Jack sighed. “Pick her up.” It really wasn’t a tough call to make, though it was frustrating to think they might miss an opportunity to film her meeting with a Russian intelligence agent.
Mary Pat asked, “What do you know about her?”
“Her name is Felicia Rodríguez. She has been living in Kansas since she was fifteen years old. She’s been back to see her grandparents a few times in Caracas, but not for any length of time. She doesn’t seem to be an active intelligence agent, or even affiliated with the ruling power in Venezuela.”

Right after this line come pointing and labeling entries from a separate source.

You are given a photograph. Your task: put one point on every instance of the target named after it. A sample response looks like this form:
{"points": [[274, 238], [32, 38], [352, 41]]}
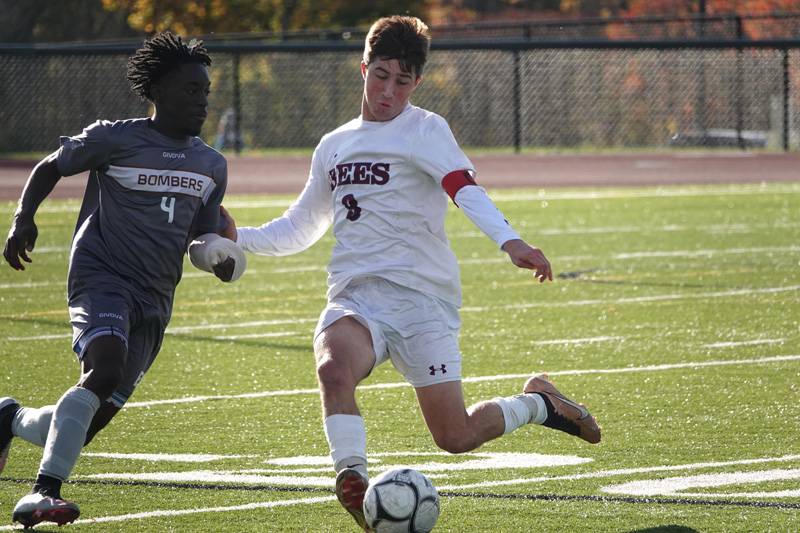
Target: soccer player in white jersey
{"points": [[383, 180], [153, 187]]}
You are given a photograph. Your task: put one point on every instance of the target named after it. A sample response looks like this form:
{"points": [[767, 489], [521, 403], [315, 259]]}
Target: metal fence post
{"points": [[739, 84], [517, 105], [785, 99], [237, 105]]}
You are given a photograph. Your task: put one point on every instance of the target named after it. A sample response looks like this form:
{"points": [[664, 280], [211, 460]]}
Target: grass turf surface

Jack said, “You can’t possibly think she was unwitting in this.”
“She obviously knew she was spiking Golovko’s beverage, but she might have been duped somehow. My experts tell me there are so many traces of polonium-210 in her locker, they think she had no idea what she was dealing with. Maybe she thought she was slipping him a roofie.”
“A roofie?”
“Yeah. You know, to slur his speech, make him look senile and out of it. The Cubans have done this sort of thing to marginalize their adversaries.”
“That’s true,” Mary Pat agreed.
Murray stood up. “If you’ll excuse me, I’ll make the call to have her arrested. They will get her to the hospital and put her in quarantine.” Murray added, “Where she will be well guarded, obviously.”
As Murray left the Oval Office, Ryan’s secretary announced the arrival of Robert Burgess, secretary of defense, along with the chairman of the Joint Chiefs, Admiral Mark Jorgensen. They were here for the morning meeting, but immediately Ryan could see something even more pressing was on their minds as they entered.
“What’s up?”
Burgess said, “Russia’s defense minister announced this morning that a series of war games are starting, today, in the Black Sea. Within an hour of his announcement, virtually the entire Black Sea fleet started mobilizing. Two dozen ships raised anchor and moved out of the port of Sevastopol.”
“They are calling this just a run-of-the-mill military exercise?”